Hors prétoire. Une étrange série de fuites a déjà permis au New York Times de publier la cartographie minutieuse de l’agression présumée du 14 mai. D’autres révélations anonymes dévoilent déjà les résultats des tests d’ADN qui identifieraient le sperme de DSK sur les vêtements de Nafissatou Diallo, la plaignante. La défense, elle, rétorque, ton outragé mais sans plus de précisions, qu’elle  » détient des éléments irréfutables mettant en cause la crédibilité de la plaignante « .  » Pour l’instant, c’est de bonne guerre, commente, un rien blasée, l’avocate Kimberly Summers, habituée des procès pour viol. Accusation et défense testent leurs argumentaires auprès de l’opinion sans les dévoiler encore ouvertement.  »

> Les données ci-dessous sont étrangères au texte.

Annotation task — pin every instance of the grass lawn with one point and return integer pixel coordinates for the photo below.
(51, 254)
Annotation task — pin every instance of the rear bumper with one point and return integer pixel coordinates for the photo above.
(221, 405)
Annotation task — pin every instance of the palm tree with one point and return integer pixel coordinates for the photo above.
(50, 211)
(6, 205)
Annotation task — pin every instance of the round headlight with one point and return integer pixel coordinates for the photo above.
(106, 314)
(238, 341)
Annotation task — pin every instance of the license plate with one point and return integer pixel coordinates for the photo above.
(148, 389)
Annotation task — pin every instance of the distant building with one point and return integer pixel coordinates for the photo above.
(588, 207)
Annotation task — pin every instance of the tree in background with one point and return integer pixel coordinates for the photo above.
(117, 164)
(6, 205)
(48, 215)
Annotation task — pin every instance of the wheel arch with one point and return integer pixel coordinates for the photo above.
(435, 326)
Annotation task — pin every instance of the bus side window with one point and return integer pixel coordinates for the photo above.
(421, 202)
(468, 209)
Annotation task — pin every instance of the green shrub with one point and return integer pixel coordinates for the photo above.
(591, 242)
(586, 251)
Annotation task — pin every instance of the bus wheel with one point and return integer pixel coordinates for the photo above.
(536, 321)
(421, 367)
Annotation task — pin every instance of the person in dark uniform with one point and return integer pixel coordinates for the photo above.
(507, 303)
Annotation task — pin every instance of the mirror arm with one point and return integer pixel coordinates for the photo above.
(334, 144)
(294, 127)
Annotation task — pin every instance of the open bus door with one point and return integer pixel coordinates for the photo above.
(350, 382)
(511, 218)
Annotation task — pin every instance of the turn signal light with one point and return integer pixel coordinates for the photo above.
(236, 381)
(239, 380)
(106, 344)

Il est bien trop tôt. La justice officielle, elle, s’est à peine ébranlée. Le juge, le 6 juin, s’est contenté de demander aux parties de compiler leurs preuves et de se les communiquer promptement. Des dizaines de témoignages, les rapports de police, les expertises médico-légales doivent encore être transcrits par le parquet avec une minutie paranoïaque. La moindre erreur pourra être exploitée par la défense, des mois plus tard, lors du procès.

En attendant ces éléments, les avocats de DSK n’excluent aucune stratégie et jouent même savamment sur les mots :  » Nous pouvons assurer qu’il n’y a pas eu de rencontre impliquant l’emploi de la force « , disait, dans un premier temps, Ben Brafman, avocat de Dominique Strauss-Kahn. Ce qui signifiait que l’acte sexuel pouvait ne pas avoir eu lieu du tout. Il a modifié son discours depuis, parlant d’absence de  » contrainte par la force « . Il laisse ainsi supposer qu’il y a bien eu une relation, mais que la jeune femme était consentante, du moins aux yeux de l’accusé.  » Dans ce cas, comme dans la plupart des procès pour viol, le jury devra établir l’existence ou l’absence de consentement par la victime, commente Summers ; choisir entre deux versions des faits, deux crédibilités, deux histoires. « 

Voilà pourquoi Strauss-Kahn s’apprête à rétribuer pendant des mois, à raison de 700 dollars l’heure, les dizaines d’agents de TD International, un potentat des relations publiques et du management de crise. Cette même société s’était déjà chargée de la promotion de DSK aux Etats-Unis, en 2007, lorsque l’ancien ministre de l’Economie briguait la direction du FMI.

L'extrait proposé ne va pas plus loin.